The TEFA program, also known as the private school voucher program, was established in 2025 to provide state-funded, flexible education accounts for private school tuition, tutoring, and educational materials.
In its first year, TEFA drew 274,000 applications for roughly 100,000 available spots, according to the Texas.gov education freedom website.
As of March 16, Dallas ISD students accounted for 8,617 of that total — the second-most of any school district in the state behind Houston ISD. Highland Park ISD residents had submitted 237 student applications as of the same date, according to the Texas Comptroller of Public Accounts.
Many schools, including Jesuit Dallas, have chosen to participate in TEFA. Accepting funds will help Jesuit remain a preferential option for underserved students and will not impact its high standards, explained Jesuit’s director of communications Jeff Kramer.
Other elite Dallas schools, including The Hockaday School, St. Mark’s School of Texas, Greenhill School, and The Episcopal School of Dallas, have chosen to watch TEFA’s rollout from the sidelines.
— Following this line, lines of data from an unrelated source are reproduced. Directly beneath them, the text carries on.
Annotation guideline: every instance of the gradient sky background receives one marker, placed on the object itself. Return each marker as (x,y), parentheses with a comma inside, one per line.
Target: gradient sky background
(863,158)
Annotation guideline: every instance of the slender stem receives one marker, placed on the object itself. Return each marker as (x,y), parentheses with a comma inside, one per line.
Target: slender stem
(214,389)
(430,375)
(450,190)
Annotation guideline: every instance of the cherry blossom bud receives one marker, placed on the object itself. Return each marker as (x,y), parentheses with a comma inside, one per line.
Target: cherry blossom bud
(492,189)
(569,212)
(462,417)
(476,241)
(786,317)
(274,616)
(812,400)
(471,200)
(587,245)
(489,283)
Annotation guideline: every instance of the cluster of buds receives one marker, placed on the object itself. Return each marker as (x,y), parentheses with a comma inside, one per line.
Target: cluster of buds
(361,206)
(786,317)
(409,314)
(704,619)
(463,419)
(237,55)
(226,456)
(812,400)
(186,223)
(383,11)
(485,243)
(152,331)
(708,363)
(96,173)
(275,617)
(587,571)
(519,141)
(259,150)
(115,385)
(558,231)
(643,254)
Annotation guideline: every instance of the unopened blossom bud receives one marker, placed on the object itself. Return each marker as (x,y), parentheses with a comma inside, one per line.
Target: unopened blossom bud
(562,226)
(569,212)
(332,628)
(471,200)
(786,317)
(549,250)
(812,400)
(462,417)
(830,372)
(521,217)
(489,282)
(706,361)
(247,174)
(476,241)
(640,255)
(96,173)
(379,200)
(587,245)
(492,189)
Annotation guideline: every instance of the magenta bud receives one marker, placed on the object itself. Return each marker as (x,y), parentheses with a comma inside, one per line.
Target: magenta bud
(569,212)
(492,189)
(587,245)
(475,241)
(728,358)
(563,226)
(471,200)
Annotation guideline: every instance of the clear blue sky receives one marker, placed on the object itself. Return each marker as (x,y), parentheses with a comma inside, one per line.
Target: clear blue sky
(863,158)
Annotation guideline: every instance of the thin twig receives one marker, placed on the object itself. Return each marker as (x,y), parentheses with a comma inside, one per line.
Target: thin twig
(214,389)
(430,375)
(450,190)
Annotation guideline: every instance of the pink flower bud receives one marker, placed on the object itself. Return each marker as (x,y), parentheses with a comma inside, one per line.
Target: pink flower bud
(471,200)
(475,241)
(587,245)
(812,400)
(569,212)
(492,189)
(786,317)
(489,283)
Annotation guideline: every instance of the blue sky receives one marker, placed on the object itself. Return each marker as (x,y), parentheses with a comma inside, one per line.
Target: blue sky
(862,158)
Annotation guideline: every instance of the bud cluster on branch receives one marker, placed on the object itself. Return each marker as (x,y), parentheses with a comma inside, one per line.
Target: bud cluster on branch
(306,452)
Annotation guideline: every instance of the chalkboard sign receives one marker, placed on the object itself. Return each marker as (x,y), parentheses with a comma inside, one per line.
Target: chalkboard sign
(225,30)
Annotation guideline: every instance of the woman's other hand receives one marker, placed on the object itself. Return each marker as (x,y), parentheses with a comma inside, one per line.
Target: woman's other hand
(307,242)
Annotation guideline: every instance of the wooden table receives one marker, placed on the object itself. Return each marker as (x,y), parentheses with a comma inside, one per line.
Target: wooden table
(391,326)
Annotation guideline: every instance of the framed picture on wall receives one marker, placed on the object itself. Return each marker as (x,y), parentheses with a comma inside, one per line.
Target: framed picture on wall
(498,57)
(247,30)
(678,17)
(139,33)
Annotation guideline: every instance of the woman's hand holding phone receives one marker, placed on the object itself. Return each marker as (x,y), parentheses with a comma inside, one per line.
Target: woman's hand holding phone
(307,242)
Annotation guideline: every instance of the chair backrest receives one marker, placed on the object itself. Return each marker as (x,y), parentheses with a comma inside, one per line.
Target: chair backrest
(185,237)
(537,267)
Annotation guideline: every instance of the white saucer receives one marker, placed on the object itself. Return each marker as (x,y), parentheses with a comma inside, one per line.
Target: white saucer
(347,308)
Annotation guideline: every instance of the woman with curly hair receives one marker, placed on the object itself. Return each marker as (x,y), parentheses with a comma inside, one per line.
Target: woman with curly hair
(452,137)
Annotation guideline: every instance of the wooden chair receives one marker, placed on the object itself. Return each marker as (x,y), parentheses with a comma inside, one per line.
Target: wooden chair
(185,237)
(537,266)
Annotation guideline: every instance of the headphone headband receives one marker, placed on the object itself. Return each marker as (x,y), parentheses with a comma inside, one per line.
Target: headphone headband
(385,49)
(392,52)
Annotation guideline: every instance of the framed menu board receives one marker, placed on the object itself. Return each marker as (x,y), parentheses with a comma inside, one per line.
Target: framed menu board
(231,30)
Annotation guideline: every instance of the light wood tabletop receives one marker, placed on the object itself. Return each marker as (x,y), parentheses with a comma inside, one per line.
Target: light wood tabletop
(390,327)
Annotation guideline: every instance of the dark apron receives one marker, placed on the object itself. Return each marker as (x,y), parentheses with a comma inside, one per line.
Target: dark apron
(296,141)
Hockaday is delaying a decision on whether to accept program funding while its leadership team and board of trustees carefully review TEFA’s educational, financial, and operational implications, the top-rated school explained in a written statement.
“We are deeply committed to our robust, need-based financial aid program, and feel it best serves our mission. Hockaday strives to meet 100% of demonstrated need,” the statement said.
St. Mark’s does not plan to participate in TEFA because of how highly it values its independence and autonomy, director of communications Brooke Driesse said in a written statement.
“We sustain a strong commitment to removing financial barriers for qualified students and annually invest more than $4 million in tuition assistance for current families,” Driesse continued. “We are also aggressively pursuing a strategic goal of significantly expanding student financial aid while slowing the growth rate of tuition.”
Elite schools including Hockaday and St. Mark’s are likely concerned about additional regulations that could be attached to accepting state funds, explained Dr. Watt Lesley Black, Jr., a Clinical Professor in Education Policy and Law at SMU.
“They value their mission and they value their independence so much that I don’t see them reversing and taking part in the program in large scale any time soon,” he said.
Based on the number of applicants, Texas families have shown a strong interest in TEFA. The program’s impact on Dallas private schools this fall will depend on which students are approved, how schools adjust their admissions, and whether funding flows as intended.
But the loss of even a fraction of its TEFA applicants would be a “double whammy” for Dallas ISD. Despite its relatively low-income student population, Dallas ISD is considered a property wealthy school district, and the state already recaptures taxpayer funds, Black said.
“If Dallas were to just lose, say, 1,000 students, that would equate to about $6 million in lost funding just because of the attendance loss over the course of the year,” he explained.
Dallas ISD is optimistic that the variety of educational options it provides district families will persuade parents to keep their children in its schools.
“We remain confident in the strength of our academic programs and the robust extracurricular offerings,” a district spokesperson said, “and believe families will continue to choose Dallas ISD.”